Satellites are helping Wetlands International to protect and restore mangroves.
After the 2004 Indian Ocean tsunami, the non-profit organisation discovered that many lives had been spared in area which had been protected by mangroves. Wetlands International gained a little help from space in scaling up its work protecting and restoring these vital habitats and complex ecosystems with images from the European Space Agency’s Copernicus Sentinel-1 and -2 satellites. The Sentinel missions carry a range of technologies, such as radar and multi-spectral imaging instruments for land, ocean and atmospheric monitoring.
Mangroves make up just a small proportion of the world’s forest but are home to fish, shellfish, birds and mammals. They store more carbon per hectare than rainforests and protect coastal communities from extreme weather. Wetlands International discovered they were able to reduce the destructive force of a tsunami by up to 90 per cent.

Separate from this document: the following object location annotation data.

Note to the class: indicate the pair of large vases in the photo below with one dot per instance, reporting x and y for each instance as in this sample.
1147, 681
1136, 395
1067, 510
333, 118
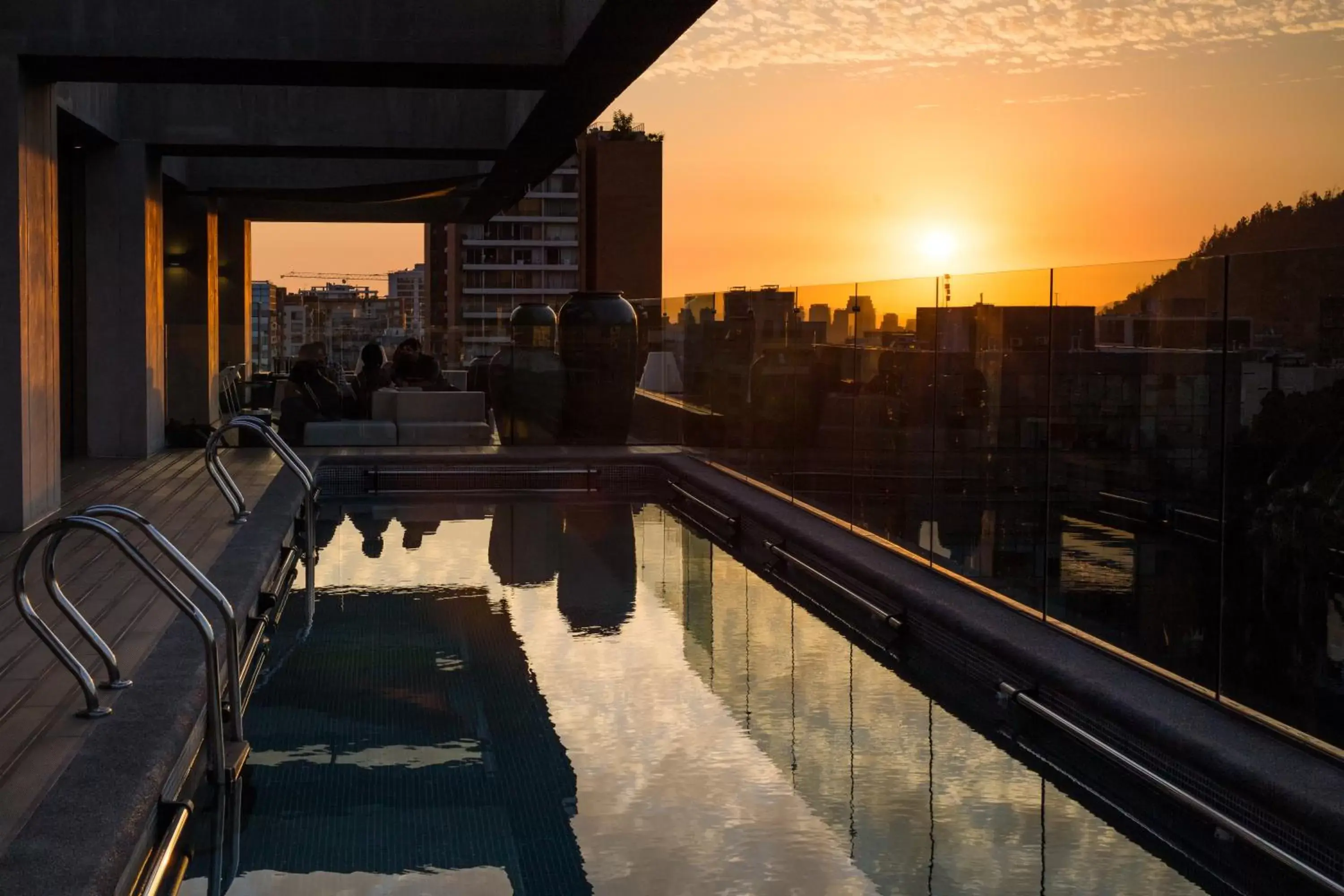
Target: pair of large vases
568, 379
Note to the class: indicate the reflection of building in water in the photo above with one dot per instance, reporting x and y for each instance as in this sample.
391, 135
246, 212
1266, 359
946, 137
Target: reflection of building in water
596, 585
526, 542
381, 715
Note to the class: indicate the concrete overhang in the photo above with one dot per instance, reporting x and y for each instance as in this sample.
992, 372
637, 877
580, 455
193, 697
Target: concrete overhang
592, 50
334, 190
373, 43
336, 123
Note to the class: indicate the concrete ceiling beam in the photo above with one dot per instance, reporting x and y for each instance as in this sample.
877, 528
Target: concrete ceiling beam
374, 43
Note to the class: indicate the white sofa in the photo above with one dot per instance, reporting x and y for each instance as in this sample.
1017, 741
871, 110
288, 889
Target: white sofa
406, 417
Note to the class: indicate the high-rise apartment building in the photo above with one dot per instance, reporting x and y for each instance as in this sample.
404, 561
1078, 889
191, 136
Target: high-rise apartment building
594, 224
265, 323
405, 303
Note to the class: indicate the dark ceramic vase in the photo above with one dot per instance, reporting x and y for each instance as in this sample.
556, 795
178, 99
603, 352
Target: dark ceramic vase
527, 381
599, 339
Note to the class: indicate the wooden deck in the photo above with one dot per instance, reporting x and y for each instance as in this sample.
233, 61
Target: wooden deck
38, 696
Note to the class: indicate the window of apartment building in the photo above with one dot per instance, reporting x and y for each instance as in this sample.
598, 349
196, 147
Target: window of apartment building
526, 207
562, 207
565, 256
562, 185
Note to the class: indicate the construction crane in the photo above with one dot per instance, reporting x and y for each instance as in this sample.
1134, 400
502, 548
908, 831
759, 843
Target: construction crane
331, 276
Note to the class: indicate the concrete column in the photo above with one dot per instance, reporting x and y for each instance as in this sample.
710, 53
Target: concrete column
236, 292
191, 311
125, 288
30, 312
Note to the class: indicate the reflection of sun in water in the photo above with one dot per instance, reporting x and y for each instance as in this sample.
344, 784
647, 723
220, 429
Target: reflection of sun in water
937, 245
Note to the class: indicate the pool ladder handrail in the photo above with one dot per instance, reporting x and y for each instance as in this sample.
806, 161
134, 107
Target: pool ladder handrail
240, 505
189, 569
93, 707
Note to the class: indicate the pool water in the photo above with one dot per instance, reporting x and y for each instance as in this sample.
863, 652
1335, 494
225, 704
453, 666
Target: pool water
535, 698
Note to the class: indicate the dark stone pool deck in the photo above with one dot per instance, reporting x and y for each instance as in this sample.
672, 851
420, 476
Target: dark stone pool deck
100, 816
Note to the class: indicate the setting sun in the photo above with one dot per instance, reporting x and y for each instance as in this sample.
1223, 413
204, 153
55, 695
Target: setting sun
937, 245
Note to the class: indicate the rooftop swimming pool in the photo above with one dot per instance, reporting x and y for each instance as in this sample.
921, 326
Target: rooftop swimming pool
590, 698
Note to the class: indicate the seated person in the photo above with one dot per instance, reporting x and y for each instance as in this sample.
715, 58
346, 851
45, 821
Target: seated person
374, 374
318, 397
412, 367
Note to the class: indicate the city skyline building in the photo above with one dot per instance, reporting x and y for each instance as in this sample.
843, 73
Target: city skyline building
594, 224
267, 300
405, 302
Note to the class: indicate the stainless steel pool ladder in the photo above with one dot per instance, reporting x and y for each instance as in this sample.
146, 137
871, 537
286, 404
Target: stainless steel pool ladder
240, 505
53, 534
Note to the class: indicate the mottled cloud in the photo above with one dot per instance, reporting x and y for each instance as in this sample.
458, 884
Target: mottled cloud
1019, 38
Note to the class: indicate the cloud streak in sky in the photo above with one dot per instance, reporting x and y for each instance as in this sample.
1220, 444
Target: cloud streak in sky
1041, 34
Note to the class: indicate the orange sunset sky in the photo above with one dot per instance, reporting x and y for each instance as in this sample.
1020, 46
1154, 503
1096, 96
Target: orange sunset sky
816, 142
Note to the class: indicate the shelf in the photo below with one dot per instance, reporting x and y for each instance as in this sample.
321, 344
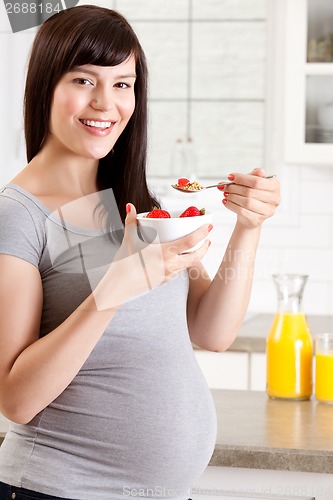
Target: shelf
320, 69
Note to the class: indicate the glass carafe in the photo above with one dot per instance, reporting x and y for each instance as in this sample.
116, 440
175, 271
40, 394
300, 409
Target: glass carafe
289, 346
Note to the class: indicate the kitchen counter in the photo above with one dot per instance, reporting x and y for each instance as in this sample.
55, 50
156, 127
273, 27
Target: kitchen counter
253, 333
260, 433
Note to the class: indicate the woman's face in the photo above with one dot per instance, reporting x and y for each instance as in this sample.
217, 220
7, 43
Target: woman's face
90, 108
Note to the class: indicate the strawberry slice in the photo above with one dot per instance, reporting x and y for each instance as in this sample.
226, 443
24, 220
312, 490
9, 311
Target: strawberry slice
192, 212
182, 182
158, 213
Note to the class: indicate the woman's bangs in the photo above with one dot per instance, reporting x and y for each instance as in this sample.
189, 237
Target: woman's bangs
105, 47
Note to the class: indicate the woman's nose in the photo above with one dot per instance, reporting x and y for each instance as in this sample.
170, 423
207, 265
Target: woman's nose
102, 101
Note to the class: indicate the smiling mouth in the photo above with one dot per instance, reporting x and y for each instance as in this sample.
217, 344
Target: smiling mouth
96, 124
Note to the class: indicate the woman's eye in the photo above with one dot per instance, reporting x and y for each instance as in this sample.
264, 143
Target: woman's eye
122, 85
82, 81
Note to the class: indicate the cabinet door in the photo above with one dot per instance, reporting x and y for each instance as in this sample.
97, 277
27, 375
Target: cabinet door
258, 371
224, 370
233, 483
4, 424
308, 81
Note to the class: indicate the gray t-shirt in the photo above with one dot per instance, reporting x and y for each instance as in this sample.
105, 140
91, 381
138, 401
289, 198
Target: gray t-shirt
138, 419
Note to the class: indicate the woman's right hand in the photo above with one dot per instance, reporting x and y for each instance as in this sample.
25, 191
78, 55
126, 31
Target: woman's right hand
139, 267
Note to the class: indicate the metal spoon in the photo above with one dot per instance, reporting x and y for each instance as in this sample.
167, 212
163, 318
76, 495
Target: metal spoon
221, 183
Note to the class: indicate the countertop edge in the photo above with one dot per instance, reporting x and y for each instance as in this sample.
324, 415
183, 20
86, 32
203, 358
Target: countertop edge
314, 461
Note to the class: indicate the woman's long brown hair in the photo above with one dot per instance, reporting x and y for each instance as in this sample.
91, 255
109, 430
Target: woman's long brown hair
81, 35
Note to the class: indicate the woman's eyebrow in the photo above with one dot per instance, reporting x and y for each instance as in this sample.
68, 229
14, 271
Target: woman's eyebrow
95, 73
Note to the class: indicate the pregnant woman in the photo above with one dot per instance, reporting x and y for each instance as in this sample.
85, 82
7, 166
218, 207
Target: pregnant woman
97, 372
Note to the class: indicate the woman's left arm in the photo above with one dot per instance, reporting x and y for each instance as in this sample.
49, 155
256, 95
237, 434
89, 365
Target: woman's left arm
216, 309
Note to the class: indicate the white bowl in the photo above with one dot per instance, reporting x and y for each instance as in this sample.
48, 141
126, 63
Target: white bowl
166, 230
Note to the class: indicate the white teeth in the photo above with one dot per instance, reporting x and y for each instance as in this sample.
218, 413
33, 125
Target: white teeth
92, 123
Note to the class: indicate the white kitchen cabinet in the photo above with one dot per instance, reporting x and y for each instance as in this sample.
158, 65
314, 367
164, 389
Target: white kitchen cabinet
233, 370
232, 483
4, 424
307, 48
257, 371
224, 370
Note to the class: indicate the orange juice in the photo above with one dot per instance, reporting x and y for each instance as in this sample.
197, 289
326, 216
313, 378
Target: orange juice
324, 377
289, 351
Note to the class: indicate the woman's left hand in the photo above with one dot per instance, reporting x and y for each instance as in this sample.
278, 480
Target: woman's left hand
252, 197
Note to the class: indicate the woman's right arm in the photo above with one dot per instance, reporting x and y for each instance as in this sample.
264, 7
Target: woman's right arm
34, 371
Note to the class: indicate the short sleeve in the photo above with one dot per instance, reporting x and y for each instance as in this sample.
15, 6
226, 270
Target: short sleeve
18, 231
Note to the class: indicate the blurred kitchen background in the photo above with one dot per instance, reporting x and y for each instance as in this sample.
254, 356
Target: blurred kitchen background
234, 85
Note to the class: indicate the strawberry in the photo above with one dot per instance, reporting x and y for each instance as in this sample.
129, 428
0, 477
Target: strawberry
182, 182
158, 213
192, 212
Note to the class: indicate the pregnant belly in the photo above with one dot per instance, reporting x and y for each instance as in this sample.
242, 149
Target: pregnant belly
155, 433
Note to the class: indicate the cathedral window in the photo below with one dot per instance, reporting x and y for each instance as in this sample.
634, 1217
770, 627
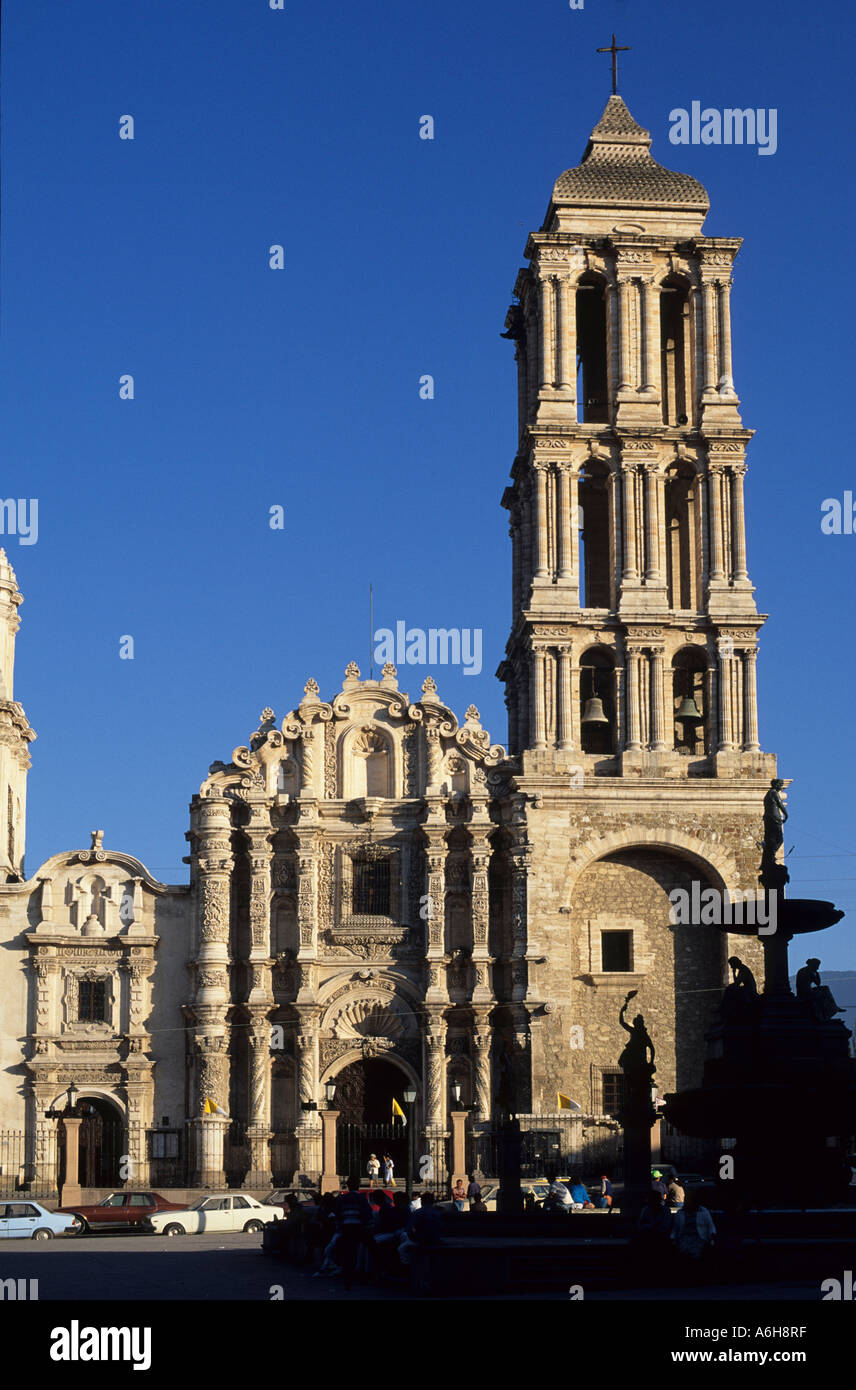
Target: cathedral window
371, 886
92, 1001
613, 1093
591, 350
616, 951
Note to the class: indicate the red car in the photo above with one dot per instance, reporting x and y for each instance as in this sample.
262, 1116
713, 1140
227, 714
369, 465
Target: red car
120, 1211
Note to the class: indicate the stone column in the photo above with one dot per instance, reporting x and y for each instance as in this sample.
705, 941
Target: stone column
738, 524
726, 651
459, 1146
259, 1127
657, 740
567, 337
566, 737
211, 1001
714, 483
652, 523
709, 385
541, 521
634, 740
330, 1179
309, 1126
71, 1187
548, 369
628, 481
749, 658
481, 902
435, 1069
538, 698
481, 1058
726, 382
626, 344
651, 373
567, 523
307, 891
435, 887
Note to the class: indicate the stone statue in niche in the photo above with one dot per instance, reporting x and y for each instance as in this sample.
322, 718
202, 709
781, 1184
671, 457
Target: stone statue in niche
813, 993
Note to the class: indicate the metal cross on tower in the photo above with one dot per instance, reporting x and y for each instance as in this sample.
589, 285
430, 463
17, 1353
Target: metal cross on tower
614, 52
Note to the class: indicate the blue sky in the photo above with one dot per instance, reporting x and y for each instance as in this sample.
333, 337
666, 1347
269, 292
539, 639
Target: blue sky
300, 388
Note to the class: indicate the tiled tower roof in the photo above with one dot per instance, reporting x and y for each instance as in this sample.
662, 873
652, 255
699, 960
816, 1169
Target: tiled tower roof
617, 167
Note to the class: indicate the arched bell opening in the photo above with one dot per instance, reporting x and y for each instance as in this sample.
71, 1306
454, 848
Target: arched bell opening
592, 523
598, 702
689, 702
681, 551
676, 366
592, 380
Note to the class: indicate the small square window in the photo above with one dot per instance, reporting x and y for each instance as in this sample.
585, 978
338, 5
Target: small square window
92, 1000
616, 951
613, 1093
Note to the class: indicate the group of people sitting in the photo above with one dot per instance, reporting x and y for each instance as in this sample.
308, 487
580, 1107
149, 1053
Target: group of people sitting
359, 1233
673, 1221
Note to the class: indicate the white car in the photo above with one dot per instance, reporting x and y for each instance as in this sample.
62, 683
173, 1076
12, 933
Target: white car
31, 1221
232, 1211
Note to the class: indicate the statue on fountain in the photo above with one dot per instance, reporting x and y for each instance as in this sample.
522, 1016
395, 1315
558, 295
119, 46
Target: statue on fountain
774, 875
739, 998
817, 995
635, 1062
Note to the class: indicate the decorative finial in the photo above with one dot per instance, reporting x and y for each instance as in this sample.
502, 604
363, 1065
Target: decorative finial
614, 50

Lammert Hilarides, an information manager at Wetlands International explained: “After the 2004 tsunami we saw that areas with intact mangroves suffered far fewer deaths and less damage than those with lost or damaged mangroves.”
Between 1996 and 2016, around 6.6 per cent of mangroves were lost worldwide. This was down from 1 per cent per year in the 1980s.
Mangroves under pressure from climate change
“Historically, the biggest risk that mangroves face is from conversion to agriculture on the land side, and to aquaculture on the sea side,” said Hilarides. “But there is also growing pressure from climate change, with rising sea levels starting to overwhelm mangroves and changing rainfall patterns causing some to die off because of a lack of fresh water.”
An online platform called Global Mangrove Watch is providing remote sensing data and tools for coastal and park managers, conservationists, policymakers and practitioners to respond by pinpointing the causes of local mangrove loss and tracking restoration progress.
Together with Aberystwyth University and soloEO, Wetlands International is a key partner in Global Mangrove Watch. Hilarides explained how the platform works: “We use satellite data to produce a map of all the mangroves around the world once a year. It currently goes to 2016 but later this year we will release maps up to 2020.”
“Change alerts” help detect destruction
The platform enables park managers, conservationists and policymakers to detect destruction and stop it in time. The information is passed on immediately through alerts.
“We also use data from the Sentinel-1 and -2 and Landsat 8 satellites to provide what we call ‘change alerts’ for Africa.” said Hilarides. “The Sentinels reimage the same location every few days, so once a month we compare their new images with a baseline map. We send out alerts if we see a difference in mangrove cover.”
The current baseline map was built using 2010 data from the US Landsat and Japanese ALOS satellites and the team is updating it using 2021 data from the Copernicus Sentinels. Higher resolution data from the satellites will give the new map a resolution of just 10 metres, compared to the current 25 metres resolution.
Change alerts have already been used to catalyse action: “Our change alerts currently cover Africa, but we will soon be providing them for five of the most mangrove-rich countries, including Mexico and Indonesia. We hope that the alerts will be available for the whole world in the next couple of years.”
Hilarides added: “I want to emphasise how happy we are with the Sentinel images. They are free, high resolution, and available almost immediately after they are taken. This means that we can act quickly to protect and recover mangroves worldwide.”